Did remdesivir help this patient, or did he get better on his own? It’s impossible to say based on a single patient’s experience. But his outcome seems consistent with the results from a recent positive trial. On April 29, Fauci announced that an NIH-sponsored placebo controlled trial showed that remdesivir “has a clear-cut, significant positive effect in diminishing the time to recovery” for people with Covid-19. “It was proven that a drug can block the virus,” he said.

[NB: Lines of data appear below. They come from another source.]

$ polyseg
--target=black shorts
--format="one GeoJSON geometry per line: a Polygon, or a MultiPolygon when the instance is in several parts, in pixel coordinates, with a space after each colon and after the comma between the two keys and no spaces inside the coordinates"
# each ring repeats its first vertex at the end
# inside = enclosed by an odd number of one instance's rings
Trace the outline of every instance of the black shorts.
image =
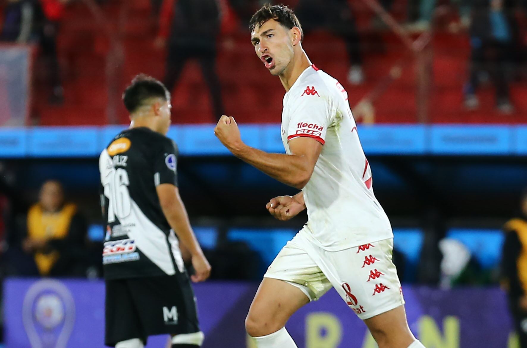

Though results haven’t yet been published, the FDA on May 1 issued an emergency use authorization that allows doctors to treat people with severe Covid-19 with remdesivir until the pandemic is over. Whether the drug is eventually approved for marketing will depend on the results of additional trials.
Researchers are racing to try scores of other potential treatments against the virus and other complications arising from the body’s response to the infection. These include plasma from recovered patients in an effort to spur production of antibodies against the virus and a host of existing drugs and other experimental agents that might have activity against the novel coronavirus.
Compassionate use is likely to play a major role in how these patients get access to the therapies as efforts to test them are launched. The convalescent plasma program led by Mayo Clinic, announced less than a month ago, involves more than 2,000 hospitals and 4,000 physicians. They have enrolled 10,000 patients, 5,000 of whom have already been infused with the treatment, according to Mayo. The $26 million grant came from the Biomedical Advanced Research and Development Authority (BARDA) at the U.S. Department of Health and Human Services. BARDA has become a major funder of vaccine and drug research against Covid-19.
Compassionate use is “a very fast way in a pandemic to get initial information about the potential for your experimental medicine,” Moch says. “It’s not a substitute for clinical trials. We need to make sure people understand that.”